Abbeyshrule Bridge, Abbeyshrule, Co. Longford
Co. Longford |
Bridges & Crossings
On the eastern face of this two-arched stone bridge over the Inny River, south of the main spans, a blocked-up archway of radially set voussoirs sits quietly in the masonry.
Voussoirs are the wedge-shaped stones used to form an arch, and their presence here, sealed off and no longer functional, suggests that an earlier crossing survives in part within the fabric of the present structure.
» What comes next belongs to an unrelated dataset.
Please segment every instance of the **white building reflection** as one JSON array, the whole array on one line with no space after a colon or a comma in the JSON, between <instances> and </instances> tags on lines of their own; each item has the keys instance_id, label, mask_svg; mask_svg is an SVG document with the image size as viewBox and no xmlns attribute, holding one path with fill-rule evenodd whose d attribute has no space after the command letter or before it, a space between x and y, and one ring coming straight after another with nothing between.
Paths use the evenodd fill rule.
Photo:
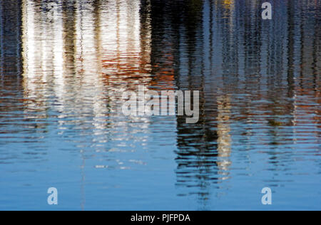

The site has a long documentary history. A bridge at this crossing appears on the Down Survey map of Abbeyshrule barony, produced between 1655 and 1656, making it one of the earlier recorded river crossings in County Longford. By 1682, a stone bridge here was described as having been lately built by one Robert Choppin, an esquire who was also credited with constructing a bridge at nearby Newcastle. Whether the current structure replaced Choppin's entirely or absorbed elements of it is unclear, but the blocked arch in the eastern face is a candidate for that earlier phase. The bridge as it stands today dates from the mid-nineteenth century, with two arches and cut-stone voussoirs rising from a central pier, a relatively modest but well-made crossing. Around 275 metres to the south-southwest lies the site of the Cistercian monastery at Abbeyshrule, a medieval religious house whose presence shaped this part of the Inny valley long before any of the surviving stonework was laid.